Memang, sungguh sukar untuk menemukan ulasan yang optimis tentang Republik Indonesia dewasa ini, baik tentang rakyat, wilayah, maupun pemerintahannya. Rakyat kita yang majemuk, bukan saja demikian mudah berkonflik satu sama lain tidak jarang karena sebab yang tidak berarti tetapi juga di beberapa daerah telah mengemuka aspirasi kuatuntuk memisahkan diri dari Republik Indonesia. Di satu dua daerah, malah telah muncul dan beroperasi gerakan pemberontakan bersenjata. Wilayah kita, beserta sumber alamnya yang kaya, selain tidak terjaga dengan baik, juga telah dijarah oleh habis-habisan oleh berbagai fihak yang hampir selalu lolos dari pertanggungjawaban hukum. Jajaran pemerintahan baik cabang legislatif, eksekutif, maupun yudikatif  bukan saja memberi kesan teralienasi dan tidak demikian menghiraukan nasib rakyatnya, tetapi juga konflik berkepanjangan antara satu kelompok dengan kelompok lainnya.
Krisis moneter yang melanda Asia sejak tahun 1997 menimbulkan akibat negatif yang bukan main beratnya bagi bangsa dan negara Republik Indonesia, bukan hanya dalam bidang ekonomi, tetapi juga dalam bidang sosial budaya, dalam bidang sosial politik, bahkan dalam bidang pertahanan keamanan.
Dalam bidang ekonomi, kemerosotan nilai rupiah terhadap dollar telah menyebabkan kerugian luar biasa, khususnya karena demikian besarnya hutang Indonesia dalam bentuk valuta asing, baik hutang pemerintah maupun hutang pihak swasta.
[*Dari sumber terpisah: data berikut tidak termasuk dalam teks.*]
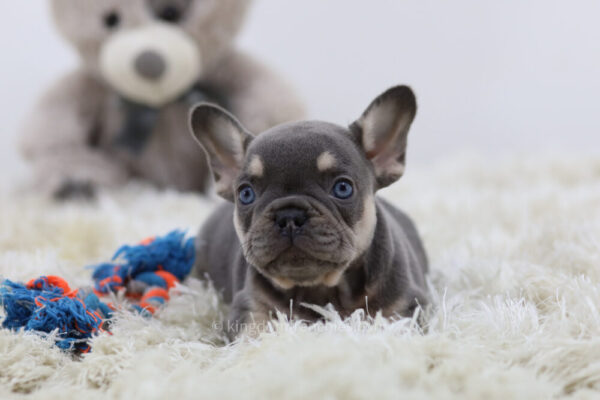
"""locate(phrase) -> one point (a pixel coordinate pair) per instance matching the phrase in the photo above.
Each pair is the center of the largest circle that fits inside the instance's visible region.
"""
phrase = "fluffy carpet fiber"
(515, 254)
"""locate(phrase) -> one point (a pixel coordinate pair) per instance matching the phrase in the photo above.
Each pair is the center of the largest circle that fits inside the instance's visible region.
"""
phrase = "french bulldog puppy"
(303, 224)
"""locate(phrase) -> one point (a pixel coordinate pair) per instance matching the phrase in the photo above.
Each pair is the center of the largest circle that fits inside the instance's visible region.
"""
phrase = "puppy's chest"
(300, 302)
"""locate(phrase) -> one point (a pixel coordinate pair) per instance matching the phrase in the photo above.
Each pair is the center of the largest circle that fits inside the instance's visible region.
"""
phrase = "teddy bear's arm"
(257, 96)
(58, 136)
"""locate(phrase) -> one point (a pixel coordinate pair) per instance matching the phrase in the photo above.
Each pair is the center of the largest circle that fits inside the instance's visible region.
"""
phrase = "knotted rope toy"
(145, 273)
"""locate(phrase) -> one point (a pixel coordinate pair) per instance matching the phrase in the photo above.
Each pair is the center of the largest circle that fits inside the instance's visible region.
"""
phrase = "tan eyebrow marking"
(326, 161)
(256, 167)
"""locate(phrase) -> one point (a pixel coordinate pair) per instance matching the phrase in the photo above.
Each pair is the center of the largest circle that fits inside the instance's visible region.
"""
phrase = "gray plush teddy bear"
(123, 113)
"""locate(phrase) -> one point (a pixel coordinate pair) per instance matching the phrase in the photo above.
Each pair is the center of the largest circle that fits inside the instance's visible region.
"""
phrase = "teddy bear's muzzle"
(151, 65)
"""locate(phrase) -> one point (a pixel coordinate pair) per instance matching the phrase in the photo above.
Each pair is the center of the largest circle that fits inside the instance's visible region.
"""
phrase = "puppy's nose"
(150, 65)
(290, 220)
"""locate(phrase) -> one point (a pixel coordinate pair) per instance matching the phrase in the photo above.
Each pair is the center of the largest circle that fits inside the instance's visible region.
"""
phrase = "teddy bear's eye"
(112, 20)
(170, 14)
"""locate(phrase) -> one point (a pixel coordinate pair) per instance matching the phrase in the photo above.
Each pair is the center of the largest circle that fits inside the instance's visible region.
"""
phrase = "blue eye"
(343, 189)
(247, 195)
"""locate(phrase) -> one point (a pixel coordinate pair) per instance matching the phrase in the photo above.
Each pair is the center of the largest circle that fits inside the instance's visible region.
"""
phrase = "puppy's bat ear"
(382, 131)
(224, 140)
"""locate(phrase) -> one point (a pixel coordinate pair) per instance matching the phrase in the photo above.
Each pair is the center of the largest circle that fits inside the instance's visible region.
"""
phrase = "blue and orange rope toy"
(144, 272)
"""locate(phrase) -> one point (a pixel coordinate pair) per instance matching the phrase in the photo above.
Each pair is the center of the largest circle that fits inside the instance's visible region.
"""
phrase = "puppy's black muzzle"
(290, 220)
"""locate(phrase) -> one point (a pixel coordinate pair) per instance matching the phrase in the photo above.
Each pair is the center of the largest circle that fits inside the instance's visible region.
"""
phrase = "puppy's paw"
(75, 190)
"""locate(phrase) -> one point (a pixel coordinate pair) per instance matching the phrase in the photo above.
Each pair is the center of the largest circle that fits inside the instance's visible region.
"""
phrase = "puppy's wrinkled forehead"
(302, 150)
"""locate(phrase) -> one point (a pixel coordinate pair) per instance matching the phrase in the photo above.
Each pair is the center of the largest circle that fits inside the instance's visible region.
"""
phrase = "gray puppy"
(303, 225)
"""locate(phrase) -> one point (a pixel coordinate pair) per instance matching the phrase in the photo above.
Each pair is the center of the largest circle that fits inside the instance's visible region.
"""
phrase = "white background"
(492, 77)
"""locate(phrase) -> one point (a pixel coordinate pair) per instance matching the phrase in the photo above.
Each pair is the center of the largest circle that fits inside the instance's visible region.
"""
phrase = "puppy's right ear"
(224, 140)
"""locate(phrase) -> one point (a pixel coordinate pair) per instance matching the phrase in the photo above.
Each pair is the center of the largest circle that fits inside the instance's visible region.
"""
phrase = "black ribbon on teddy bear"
(140, 119)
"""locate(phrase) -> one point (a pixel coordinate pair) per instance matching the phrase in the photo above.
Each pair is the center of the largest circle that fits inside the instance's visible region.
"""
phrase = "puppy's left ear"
(382, 132)
(224, 140)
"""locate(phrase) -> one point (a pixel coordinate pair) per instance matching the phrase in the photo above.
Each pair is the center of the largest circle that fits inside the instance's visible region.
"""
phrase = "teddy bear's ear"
(224, 140)
(382, 131)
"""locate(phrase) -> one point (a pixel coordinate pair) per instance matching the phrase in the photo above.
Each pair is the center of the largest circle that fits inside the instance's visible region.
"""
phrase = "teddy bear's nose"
(150, 65)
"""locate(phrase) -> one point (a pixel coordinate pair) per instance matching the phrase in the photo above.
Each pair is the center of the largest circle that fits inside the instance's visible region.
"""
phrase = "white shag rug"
(515, 256)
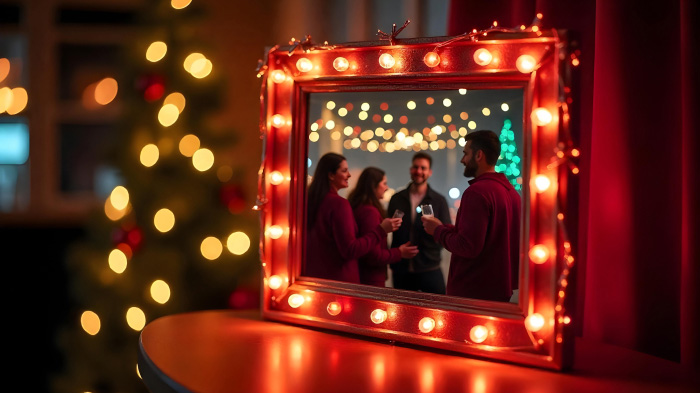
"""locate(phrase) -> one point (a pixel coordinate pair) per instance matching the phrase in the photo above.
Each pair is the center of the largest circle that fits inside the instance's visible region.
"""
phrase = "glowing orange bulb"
(278, 76)
(539, 254)
(478, 333)
(334, 308)
(304, 65)
(431, 59)
(483, 57)
(378, 316)
(386, 61)
(541, 117)
(295, 300)
(275, 282)
(341, 64)
(276, 178)
(534, 322)
(525, 64)
(426, 325)
(542, 183)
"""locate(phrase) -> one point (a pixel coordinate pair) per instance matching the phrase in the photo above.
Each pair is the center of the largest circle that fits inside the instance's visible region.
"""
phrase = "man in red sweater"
(485, 239)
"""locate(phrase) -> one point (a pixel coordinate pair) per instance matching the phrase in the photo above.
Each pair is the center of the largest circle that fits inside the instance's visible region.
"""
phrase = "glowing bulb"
(334, 308)
(539, 254)
(211, 248)
(426, 325)
(156, 51)
(304, 65)
(341, 64)
(386, 61)
(275, 282)
(278, 120)
(525, 64)
(478, 333)
(90, 322)
(278, 76)
(136, 318)
(378, 316)
(482, 57)
(276, 178)
(542, 183)
(275, 232)
(541, 117)
(534, 322)
(295, 300)
(431, 59)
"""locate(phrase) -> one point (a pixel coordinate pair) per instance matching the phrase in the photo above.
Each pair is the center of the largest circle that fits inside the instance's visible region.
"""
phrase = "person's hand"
(408, 251)
(390, 224)
(430, 223)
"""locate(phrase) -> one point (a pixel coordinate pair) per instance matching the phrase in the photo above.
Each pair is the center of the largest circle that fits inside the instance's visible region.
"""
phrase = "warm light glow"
(304, 65)
(203, 159)
(168, 115)
(334, 308)
(275, 282)
(275, 232)
(188, 145)
(149, 155)
(534, 322)
(278, 76)
(156, 51)
(211, 248)
(386, 61)
(117, 261)
(160, 291)
(482, 57)
(119, 197)
(431, 59)
(106, 91)
(378, 316)
(426, 325)
(478, 334)
(90, 322)
(136, 318)
(525, 64)
(238, 243)
(541, 116)
(276, 178)
(341, 64)
(164, 220)
(539, 254)
(295, 300)
(542, 183)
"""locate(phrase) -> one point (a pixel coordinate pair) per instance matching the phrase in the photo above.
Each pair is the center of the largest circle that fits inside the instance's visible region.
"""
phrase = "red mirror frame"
(538, 330)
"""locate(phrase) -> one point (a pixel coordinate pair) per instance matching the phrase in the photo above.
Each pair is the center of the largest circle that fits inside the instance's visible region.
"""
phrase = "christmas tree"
(177, 234)
(509, 162)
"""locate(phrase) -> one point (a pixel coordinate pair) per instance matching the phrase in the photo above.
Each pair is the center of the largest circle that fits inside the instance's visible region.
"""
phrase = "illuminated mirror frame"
(536, 331)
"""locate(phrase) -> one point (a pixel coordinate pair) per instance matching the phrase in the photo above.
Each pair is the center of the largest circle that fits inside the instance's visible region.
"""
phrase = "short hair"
(487, 141)
(422, 154)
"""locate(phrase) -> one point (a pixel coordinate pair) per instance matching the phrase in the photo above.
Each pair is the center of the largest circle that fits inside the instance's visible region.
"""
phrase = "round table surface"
(229, 351)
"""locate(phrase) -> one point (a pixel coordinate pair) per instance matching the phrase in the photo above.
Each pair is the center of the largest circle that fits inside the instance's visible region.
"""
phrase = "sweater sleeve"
(467, 237)
(369, 218)
(344, 229)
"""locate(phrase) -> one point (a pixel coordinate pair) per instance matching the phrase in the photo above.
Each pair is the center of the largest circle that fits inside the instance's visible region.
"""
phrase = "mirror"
(384, 130)
(523, 68)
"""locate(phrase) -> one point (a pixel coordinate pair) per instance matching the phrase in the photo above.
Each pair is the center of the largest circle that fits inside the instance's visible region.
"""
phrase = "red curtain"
(636, 101)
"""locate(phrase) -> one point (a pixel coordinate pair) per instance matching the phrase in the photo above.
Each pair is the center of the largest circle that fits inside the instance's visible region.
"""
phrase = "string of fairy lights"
(118, 205)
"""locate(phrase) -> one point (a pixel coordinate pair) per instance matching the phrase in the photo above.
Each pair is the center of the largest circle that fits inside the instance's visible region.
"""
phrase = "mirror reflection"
(387, 200)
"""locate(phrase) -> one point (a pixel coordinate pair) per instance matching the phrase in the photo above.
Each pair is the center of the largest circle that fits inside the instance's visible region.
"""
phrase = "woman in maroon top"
(332, 244)
(369, 212)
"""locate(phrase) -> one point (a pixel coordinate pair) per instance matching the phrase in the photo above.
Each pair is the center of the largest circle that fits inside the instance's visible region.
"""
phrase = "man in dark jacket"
(485, 239)
(422, 272)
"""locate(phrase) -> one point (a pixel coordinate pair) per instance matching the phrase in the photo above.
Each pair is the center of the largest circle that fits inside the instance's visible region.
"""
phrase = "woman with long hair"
(368, 211)
(332, 244)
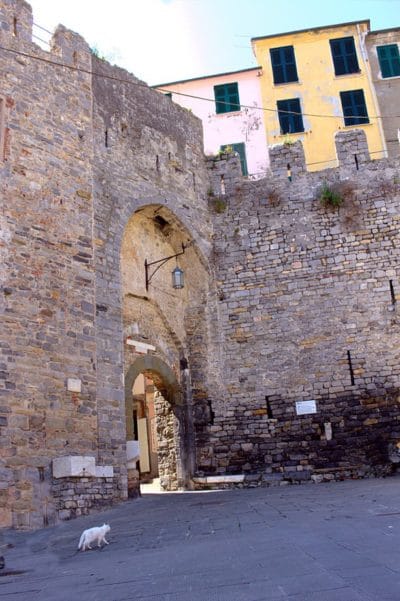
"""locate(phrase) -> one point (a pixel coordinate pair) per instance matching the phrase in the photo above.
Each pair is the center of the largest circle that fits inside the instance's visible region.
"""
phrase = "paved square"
(325, 542)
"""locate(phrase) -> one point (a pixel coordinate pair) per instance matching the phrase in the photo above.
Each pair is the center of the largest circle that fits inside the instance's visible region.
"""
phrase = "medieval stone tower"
(278, 360)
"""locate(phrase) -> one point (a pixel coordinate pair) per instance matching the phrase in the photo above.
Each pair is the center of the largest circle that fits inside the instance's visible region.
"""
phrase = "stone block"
(74, 385)
(74, 465)
(104, 471)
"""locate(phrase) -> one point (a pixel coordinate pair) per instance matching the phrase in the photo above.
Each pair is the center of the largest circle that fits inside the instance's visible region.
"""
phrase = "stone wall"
(47, 270)
(308, 311)
(83, 147)
(286, 299)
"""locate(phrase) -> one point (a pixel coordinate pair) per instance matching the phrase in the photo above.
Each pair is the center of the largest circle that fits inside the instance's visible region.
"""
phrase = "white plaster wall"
(246, 125)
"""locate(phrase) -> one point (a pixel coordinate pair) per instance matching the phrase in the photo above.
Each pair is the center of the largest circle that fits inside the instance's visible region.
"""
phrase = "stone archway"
(171, 415)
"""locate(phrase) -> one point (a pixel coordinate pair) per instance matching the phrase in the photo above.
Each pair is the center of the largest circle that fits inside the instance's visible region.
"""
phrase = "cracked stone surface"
(325, 542)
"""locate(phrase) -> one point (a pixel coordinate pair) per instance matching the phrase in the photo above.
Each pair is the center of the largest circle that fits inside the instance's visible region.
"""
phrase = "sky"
(161, 41)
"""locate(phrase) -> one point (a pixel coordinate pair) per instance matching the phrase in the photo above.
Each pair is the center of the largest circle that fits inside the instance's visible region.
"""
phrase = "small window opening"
(270, 415)
(160, 222)
(222, 185)
(212, 413)
(350, 367)
(392, 293)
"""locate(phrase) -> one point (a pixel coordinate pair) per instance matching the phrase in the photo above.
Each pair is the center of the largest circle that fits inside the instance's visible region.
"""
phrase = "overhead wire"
(166, 90)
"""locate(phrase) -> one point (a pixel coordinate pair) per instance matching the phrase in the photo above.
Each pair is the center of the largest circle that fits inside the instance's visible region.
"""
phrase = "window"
(227, 98)
(354, 108)
(240, 148)
(283, 64)
(344, 56)
(389, 60)
(290, 117)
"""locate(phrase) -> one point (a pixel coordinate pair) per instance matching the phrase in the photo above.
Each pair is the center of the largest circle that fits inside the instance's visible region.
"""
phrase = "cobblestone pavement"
(324, 542)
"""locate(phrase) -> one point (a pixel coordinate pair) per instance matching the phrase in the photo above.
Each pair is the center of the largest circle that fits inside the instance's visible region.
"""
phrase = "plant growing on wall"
(330, 198)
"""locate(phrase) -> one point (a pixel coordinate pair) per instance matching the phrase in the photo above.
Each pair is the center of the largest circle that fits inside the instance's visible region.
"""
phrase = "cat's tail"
(81, 541)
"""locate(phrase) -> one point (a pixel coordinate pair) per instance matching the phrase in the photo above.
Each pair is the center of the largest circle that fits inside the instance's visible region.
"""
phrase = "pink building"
(229, 105)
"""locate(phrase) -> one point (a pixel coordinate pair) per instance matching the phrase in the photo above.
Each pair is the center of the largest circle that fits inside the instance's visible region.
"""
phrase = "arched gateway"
(158, 424)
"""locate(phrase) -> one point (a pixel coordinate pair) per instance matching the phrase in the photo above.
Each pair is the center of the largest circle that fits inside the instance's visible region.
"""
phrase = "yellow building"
(316, 82)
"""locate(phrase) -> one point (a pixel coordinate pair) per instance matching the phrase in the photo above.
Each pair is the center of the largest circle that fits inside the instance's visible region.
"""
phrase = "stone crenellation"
(279, 360)
(305, 290)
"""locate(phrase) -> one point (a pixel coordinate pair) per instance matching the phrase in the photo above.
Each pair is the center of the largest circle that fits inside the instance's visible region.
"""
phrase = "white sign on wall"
(306, 407)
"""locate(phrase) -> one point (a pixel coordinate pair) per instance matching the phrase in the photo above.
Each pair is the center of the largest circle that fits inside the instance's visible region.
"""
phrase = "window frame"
(240, 148)
(345, 56)
(278, 57)
(285, 113)
(228, 102)
(391, 60)
(355, 120)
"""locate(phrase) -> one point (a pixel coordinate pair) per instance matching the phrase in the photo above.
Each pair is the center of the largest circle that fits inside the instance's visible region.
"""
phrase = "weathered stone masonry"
(86, 158)
(285, 299)
(303, 290)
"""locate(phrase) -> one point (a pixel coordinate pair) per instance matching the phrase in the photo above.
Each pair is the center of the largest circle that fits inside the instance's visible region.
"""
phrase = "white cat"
(93, 534)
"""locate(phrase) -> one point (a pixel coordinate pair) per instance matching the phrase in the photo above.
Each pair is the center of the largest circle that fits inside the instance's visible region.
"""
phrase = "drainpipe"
(364, 54)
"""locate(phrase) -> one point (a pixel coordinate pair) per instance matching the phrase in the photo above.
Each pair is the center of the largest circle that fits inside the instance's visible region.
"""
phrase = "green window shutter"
(240, 148)
(389, 60)
(354, 107)
(283, 64)
(226, 98)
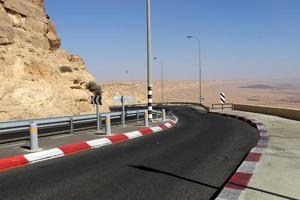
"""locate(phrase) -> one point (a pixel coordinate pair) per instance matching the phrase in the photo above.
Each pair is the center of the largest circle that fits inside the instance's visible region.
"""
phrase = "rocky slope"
(38, 78)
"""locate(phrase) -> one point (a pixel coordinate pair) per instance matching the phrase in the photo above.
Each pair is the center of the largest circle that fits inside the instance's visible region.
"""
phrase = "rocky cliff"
(38, 78)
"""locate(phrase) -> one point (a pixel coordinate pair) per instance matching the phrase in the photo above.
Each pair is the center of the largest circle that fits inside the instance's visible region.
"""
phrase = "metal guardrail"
(16, 130)
(222, 106)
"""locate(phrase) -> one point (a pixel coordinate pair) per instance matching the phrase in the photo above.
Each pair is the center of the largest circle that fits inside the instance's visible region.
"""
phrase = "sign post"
(97, 100)
(222, 99)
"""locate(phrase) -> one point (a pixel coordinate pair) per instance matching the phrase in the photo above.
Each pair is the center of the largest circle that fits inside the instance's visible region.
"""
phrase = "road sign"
(123, 99)
(222, 98)
(96, 100)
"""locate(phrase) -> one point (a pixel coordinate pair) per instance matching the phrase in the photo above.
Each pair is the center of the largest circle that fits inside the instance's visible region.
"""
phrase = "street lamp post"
(162, 78)
(200, 74)
(149, 60)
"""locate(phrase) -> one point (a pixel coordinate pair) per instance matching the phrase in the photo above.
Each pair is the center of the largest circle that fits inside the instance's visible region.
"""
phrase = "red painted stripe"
(255, 157)
(146, 131)
(264, 137)
(239, 181)
(262, 146)
(173, 123)
(163, 126)
(118, 138)
(12, 162)
(73, 148)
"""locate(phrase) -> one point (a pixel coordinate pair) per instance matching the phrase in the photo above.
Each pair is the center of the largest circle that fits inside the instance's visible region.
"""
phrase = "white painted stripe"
(61, 136)
(99, 142)
(247, 167)
(264, 133)
(44, 155)
(229, 194)
(263, 142)
(134, 134)
(156, 129)
(12, 145)
(168, 125)
(258, 150)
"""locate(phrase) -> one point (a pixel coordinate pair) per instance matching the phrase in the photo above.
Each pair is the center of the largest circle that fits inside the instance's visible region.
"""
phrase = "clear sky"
(241, 39)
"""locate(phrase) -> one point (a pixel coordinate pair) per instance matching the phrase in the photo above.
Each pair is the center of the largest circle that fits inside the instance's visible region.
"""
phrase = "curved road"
(191, 161)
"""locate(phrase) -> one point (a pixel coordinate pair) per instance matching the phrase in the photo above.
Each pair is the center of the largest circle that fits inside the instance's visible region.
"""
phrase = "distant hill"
(258, 86)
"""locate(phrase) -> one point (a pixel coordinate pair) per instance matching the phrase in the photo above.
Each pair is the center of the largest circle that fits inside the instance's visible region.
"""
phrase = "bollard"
(34, 145)
(108, 125)
(163, 115)
(123, 116)
(146, 119)
(72, 125)
(137, 116)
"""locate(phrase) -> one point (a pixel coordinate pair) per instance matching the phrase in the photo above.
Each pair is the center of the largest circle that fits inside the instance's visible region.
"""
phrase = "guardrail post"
(72, 125)
(108, 125)
(146, 119)
(163, 115)
(137, 116)
(34, 145)
(123, 115)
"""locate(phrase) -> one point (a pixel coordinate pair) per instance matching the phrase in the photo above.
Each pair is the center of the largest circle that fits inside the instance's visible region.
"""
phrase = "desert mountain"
(38, 78)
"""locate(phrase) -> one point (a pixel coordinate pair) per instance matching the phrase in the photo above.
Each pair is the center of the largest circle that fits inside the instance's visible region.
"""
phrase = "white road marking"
(12, 145)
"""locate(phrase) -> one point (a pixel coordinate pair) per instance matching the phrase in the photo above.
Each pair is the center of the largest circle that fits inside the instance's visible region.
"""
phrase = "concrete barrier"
(280, 112)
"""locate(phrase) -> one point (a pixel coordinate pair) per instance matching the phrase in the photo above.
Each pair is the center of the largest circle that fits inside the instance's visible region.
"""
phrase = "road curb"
(239, 181)
(23, 160)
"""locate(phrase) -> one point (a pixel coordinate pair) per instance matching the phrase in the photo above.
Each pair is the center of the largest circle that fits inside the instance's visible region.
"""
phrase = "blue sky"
(241, 39)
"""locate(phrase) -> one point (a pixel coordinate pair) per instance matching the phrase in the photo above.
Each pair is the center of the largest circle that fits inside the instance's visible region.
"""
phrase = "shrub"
(94, 88)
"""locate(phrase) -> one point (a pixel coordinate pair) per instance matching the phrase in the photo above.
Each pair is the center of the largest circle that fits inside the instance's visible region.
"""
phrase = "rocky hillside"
(38, 78)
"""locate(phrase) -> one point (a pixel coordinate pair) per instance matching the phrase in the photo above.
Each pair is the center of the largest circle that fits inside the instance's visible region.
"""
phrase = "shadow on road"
(148, 169)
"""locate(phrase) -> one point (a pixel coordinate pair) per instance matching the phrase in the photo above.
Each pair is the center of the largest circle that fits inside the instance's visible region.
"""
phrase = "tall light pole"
(149, 60)
(162, 78)
(200, 73)
(131, 81)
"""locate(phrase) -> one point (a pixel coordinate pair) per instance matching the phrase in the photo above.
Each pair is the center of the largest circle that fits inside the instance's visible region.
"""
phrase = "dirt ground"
(276, 93)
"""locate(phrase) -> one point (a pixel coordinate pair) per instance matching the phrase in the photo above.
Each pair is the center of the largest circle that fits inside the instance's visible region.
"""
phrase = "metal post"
(34, 145)
(149, 60)
(163, 115)
(108, 125)
(72, 125)
(200, 72)
(162, 82)
(146, 119)
(98, 118)
(137, 116)
(123, 112)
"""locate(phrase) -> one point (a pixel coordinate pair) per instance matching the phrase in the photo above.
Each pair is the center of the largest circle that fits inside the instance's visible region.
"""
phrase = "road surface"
(191, 161)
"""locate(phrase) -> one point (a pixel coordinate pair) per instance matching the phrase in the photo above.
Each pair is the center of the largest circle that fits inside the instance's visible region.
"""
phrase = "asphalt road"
(190, 161)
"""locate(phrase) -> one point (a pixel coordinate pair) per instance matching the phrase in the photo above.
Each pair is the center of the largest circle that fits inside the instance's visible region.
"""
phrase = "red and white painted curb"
(22, 160)
(240, 179)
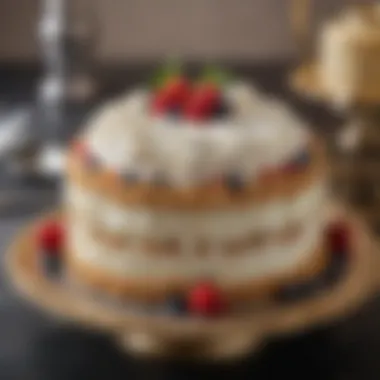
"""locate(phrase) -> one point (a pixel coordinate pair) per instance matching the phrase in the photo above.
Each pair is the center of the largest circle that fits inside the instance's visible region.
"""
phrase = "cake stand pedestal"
(357, 146)
(228, 337)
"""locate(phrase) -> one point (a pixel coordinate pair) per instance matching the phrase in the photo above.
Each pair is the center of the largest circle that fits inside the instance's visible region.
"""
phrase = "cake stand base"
(227, 337)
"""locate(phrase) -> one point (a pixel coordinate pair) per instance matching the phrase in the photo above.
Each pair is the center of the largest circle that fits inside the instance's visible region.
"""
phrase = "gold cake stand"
(228, 337)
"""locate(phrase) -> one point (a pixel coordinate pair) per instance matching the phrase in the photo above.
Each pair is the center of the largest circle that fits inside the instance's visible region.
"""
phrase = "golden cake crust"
(213, 195)
(148, 290)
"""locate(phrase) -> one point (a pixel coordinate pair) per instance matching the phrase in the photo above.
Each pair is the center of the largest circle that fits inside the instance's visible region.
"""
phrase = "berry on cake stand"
(199, 317)
(49, 240)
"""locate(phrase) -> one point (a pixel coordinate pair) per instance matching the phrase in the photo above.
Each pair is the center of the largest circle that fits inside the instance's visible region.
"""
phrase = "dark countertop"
(34, 346)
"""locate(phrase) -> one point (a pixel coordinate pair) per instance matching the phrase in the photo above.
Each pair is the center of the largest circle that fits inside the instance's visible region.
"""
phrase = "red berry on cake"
(50, 237)
(172, 95)
(206, 300)
(338, 237)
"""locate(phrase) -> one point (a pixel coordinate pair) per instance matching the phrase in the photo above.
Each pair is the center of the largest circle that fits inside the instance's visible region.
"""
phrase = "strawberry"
(203, 103)
(206, 300)
(173, 94)
(338, 237)
(50, 237)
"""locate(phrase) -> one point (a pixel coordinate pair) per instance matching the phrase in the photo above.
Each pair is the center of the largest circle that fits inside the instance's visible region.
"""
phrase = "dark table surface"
(34, 346)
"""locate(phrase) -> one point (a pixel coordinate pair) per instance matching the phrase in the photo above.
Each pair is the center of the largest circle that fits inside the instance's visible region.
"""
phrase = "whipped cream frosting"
(260, 133)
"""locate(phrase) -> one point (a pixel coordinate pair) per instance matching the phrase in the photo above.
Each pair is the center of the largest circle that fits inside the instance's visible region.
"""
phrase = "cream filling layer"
(271, 260)
(306, 209)
(229, 223)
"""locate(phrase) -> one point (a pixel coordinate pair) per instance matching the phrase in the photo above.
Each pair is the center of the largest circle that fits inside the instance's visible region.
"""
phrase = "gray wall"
(145, 29)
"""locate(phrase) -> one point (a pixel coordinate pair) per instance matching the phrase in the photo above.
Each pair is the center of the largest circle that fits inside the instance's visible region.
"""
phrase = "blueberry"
(177, 304)
(130, 177)
(234, 182)
(302, 159)
(335, 268)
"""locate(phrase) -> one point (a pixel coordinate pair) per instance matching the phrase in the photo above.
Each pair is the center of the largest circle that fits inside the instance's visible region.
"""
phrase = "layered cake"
(192, 181)
(349, 54)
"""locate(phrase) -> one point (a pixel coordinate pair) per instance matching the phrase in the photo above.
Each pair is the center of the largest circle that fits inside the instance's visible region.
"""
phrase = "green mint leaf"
(169, 70)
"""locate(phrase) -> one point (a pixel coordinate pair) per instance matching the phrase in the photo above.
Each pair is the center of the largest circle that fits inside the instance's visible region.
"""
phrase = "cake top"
(185, 131)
Kemerosotan ekonomi mempunyai dampak yang bukan main besar terhadap bidang sosial budaya, selain berwujud meningkatnya jumlah orang miskin, yang lazimnya menjadi faktor kriminogen, faktor penyebab timbulnya kejahatan, juga telah memicu terjadinya konflik horizontal antara sesama warga masyarakat sendiri (TADJOEDDIN, 2003). Di daerah-daerah yang didiami berbagai etnik, konflik horizontal antara berbagai etnik ini telah menimbulkan konflik antara suku autochtoon dengan suku pendatang, yang tidak jarang menyebabkan terjadinya pengusiran dan pengungsian dalam jumlah yang lumayan besar.       
Dalam bidang politik, adalah merupakan suatu truisme di manapun juga, yaitu bahwa pemerintahan biasanya runtuh pada saat kemerosotan ekonomi. Keruntuhan pemerintahan Presiden Soeharto dalam tahun 1998, membawa akibat beruntun, dengan lepasnya propinsi Timor Timur, pecahnya konflik horizontal di Kalimantan, Sulawesi, Maluku, dan konflik vertikal di Aceh. Dalam peristilahan kontemporer, tidak akan terlalu salah jika disebutkan bahwa Republik Indonesia sudah merosot menjadi suatu failed state, negara yang gagal, negara yang hampir tidak mampu menunaikan tugas-tugasnya.
Adalah merupakan suatu kebiasaan bagi suatu rezim untuk selalu menyalahkan rezim pendahulunya terhadap segala masalah yang dihadapinya. Orde Lama menyalahkan pemerintahan Hindia Belanda. Orde Baru menyalahkan Orde Lama. Reformasi menyalahkan Orde Baru. Tidak mustahil Orde Reformasi akan disalahkan oleh berbagai orde-orde penggantinya. Cara seperti itu tidak bisa dilanjutkan lagi, oleh karena sama sekali tidak ada manfaatnya.
Yang harus kita lakukan adalah melanjutkan, menyempurnakan, memantapkan, serta mengoperasionalkan semangat reformasi nasional berdasar rangkaian konsensus nasional yang berkembang sejak tahun 1998 (FEULNER, 2002;MISHRA, 2002). Paradigma 14 keterkaitan struktural antara tiga komponen negara menurut Konvensi Montevideo 1933 mungkin dapat membantu ke arah tercapainya perbaikan secara berkesinambungan tersebut.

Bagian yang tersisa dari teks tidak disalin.